After these revelations, the structure finally came to me fully-formed. We would meet the protagonist in the modern day, fighting to stay alive past her eighteenth birthday in order to save her little sister, terrified to step around every corner in case her fated killer was waiting in the shadows. We would also move slowly back in time, over the course of a thousand years, to peel back the layers of their love story—and figure out exactly why they were cursed like this to begin with.

(When I finally figured out the why, I gasped in public. Don’t stab me when you get to *that* line.)

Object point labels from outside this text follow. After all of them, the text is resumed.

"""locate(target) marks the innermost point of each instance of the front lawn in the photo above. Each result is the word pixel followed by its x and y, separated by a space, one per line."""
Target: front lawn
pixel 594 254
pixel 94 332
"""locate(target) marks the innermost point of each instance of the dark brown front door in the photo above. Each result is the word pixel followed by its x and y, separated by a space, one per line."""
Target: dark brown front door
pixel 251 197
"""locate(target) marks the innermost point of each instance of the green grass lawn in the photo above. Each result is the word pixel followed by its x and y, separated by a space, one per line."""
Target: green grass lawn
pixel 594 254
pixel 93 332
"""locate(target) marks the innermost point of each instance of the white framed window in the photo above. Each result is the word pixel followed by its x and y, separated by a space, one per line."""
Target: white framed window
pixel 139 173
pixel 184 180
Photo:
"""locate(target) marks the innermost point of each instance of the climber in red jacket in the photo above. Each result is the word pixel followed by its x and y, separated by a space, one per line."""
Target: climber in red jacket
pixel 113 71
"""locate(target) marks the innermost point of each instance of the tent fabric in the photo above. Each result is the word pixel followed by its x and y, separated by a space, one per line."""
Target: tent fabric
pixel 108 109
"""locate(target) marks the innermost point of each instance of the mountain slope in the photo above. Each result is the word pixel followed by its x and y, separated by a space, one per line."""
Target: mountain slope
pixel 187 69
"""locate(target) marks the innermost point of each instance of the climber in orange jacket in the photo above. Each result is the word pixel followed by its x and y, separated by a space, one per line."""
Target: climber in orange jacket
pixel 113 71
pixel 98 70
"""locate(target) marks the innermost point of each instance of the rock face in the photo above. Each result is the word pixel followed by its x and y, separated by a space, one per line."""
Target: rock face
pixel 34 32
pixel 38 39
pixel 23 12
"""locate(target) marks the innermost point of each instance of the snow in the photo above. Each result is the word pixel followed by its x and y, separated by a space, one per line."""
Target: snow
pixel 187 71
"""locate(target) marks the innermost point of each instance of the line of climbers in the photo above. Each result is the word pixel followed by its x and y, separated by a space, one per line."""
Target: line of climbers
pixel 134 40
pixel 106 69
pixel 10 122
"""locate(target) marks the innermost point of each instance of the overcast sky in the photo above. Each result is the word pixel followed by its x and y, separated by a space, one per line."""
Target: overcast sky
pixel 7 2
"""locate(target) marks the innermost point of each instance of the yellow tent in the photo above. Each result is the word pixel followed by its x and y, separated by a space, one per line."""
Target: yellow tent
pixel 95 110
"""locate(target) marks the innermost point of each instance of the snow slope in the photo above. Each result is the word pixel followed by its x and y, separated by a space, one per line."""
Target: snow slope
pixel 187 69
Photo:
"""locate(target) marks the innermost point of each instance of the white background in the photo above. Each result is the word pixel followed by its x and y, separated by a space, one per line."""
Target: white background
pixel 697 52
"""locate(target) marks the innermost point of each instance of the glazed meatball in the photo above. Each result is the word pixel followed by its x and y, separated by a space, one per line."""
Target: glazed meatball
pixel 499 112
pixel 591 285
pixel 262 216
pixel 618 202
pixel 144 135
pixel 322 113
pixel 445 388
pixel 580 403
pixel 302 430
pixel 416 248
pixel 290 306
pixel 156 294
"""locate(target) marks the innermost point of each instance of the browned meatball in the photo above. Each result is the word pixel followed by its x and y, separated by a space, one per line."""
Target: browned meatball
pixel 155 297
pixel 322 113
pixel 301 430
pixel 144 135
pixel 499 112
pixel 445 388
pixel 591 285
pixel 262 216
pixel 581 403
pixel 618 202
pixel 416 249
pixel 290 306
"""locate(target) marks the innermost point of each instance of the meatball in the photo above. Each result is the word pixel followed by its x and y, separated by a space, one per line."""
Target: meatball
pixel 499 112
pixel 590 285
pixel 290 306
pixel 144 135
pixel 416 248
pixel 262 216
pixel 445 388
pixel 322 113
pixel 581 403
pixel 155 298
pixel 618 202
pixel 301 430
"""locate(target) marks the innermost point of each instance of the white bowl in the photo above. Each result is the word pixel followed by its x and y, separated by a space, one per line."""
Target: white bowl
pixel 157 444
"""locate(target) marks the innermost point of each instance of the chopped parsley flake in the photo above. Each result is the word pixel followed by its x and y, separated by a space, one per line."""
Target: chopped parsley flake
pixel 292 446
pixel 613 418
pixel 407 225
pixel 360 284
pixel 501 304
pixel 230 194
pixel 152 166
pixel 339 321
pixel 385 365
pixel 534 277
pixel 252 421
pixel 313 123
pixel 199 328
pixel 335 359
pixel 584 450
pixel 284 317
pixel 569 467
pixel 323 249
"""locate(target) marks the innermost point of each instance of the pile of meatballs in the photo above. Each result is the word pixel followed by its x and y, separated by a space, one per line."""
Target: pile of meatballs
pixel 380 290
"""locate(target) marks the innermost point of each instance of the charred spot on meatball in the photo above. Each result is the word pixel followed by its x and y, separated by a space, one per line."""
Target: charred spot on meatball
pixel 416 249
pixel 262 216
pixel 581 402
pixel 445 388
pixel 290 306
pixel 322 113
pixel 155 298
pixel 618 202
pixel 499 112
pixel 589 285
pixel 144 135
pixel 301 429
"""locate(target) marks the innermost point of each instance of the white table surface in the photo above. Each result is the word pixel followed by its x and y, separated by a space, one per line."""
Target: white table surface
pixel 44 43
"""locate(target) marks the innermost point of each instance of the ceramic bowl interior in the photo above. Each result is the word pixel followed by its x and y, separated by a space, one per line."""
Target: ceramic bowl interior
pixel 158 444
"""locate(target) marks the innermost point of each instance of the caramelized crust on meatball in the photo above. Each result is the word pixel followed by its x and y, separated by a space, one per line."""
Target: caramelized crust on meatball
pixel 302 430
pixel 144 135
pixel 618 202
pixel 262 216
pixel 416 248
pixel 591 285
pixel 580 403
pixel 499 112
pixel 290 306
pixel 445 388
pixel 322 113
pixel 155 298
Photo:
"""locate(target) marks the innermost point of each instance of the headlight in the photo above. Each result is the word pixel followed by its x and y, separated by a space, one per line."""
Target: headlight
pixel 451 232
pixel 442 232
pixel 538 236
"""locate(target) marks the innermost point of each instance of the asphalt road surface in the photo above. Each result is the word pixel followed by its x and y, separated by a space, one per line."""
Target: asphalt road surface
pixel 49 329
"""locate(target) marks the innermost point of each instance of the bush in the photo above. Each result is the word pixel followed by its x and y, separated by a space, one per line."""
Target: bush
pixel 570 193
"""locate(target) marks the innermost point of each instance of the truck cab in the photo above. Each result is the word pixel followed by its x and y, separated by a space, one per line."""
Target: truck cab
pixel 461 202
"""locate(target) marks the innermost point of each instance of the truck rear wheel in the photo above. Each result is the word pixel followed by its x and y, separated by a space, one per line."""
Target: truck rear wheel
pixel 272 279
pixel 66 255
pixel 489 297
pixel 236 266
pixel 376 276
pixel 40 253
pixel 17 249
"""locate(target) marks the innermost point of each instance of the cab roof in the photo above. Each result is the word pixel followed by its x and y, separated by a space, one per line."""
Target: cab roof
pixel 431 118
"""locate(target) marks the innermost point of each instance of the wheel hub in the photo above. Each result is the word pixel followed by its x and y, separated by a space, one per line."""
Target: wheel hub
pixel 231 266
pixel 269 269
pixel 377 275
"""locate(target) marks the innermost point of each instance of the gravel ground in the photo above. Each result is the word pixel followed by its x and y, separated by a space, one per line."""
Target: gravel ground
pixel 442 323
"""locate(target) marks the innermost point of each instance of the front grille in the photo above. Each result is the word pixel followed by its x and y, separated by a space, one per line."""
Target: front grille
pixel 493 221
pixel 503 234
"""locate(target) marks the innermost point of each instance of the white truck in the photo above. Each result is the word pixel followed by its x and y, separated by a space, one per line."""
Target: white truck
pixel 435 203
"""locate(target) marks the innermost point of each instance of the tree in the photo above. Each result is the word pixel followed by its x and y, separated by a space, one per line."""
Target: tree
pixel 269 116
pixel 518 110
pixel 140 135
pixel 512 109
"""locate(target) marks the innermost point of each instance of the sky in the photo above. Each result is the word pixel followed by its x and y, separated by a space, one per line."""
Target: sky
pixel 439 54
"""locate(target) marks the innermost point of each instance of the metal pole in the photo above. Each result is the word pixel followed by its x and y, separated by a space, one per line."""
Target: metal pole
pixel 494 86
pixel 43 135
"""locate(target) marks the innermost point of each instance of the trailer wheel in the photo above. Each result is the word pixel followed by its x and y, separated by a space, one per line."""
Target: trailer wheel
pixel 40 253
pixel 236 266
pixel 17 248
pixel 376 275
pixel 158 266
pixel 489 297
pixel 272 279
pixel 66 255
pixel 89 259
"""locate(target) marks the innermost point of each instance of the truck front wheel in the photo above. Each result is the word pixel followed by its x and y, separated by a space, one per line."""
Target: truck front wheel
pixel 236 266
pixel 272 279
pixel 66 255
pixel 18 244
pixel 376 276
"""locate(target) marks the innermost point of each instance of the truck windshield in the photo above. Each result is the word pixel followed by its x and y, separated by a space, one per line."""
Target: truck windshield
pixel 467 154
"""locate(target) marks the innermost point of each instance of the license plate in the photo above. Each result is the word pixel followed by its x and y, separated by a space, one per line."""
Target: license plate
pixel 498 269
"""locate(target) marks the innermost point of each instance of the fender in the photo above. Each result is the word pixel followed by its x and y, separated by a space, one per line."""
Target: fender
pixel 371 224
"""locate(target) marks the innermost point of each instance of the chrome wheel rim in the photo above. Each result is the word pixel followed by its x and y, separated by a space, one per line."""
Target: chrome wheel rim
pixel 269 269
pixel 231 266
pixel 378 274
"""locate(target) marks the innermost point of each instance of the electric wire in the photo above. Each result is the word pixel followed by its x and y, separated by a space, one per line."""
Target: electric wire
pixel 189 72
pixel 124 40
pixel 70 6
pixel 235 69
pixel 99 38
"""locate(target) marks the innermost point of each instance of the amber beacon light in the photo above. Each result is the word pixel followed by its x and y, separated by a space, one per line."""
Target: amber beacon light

From there, I spent weeks researching every tiny detail of their past lives. These doomed lovers swept the canvas of time and space, from the glittering Byzantine Empire to the witch trials of Vardø, from the tundra of Siberia to an asylum in Vermont, from a trade ship in Batavia to the blood-soaked trenches of a brutal world war. In every life, I changed their genders, their cultures, their physical bodies, and pushed myself to explore what a soulmate really is—how could love transcend these ever-changing realities?

And why do humans keep doing this to ourselves? Why do we love and love and love, knowing it can only end one way? Does this make us unbelievably stupid, or unbelievably brave?

It took a long time to find the perfect lens with which to tell this story, but I’m so thrilled with the resulting book. Writing it broke me and then remade me—I still cry when I think about the ending—and I hope reading it does the same to you.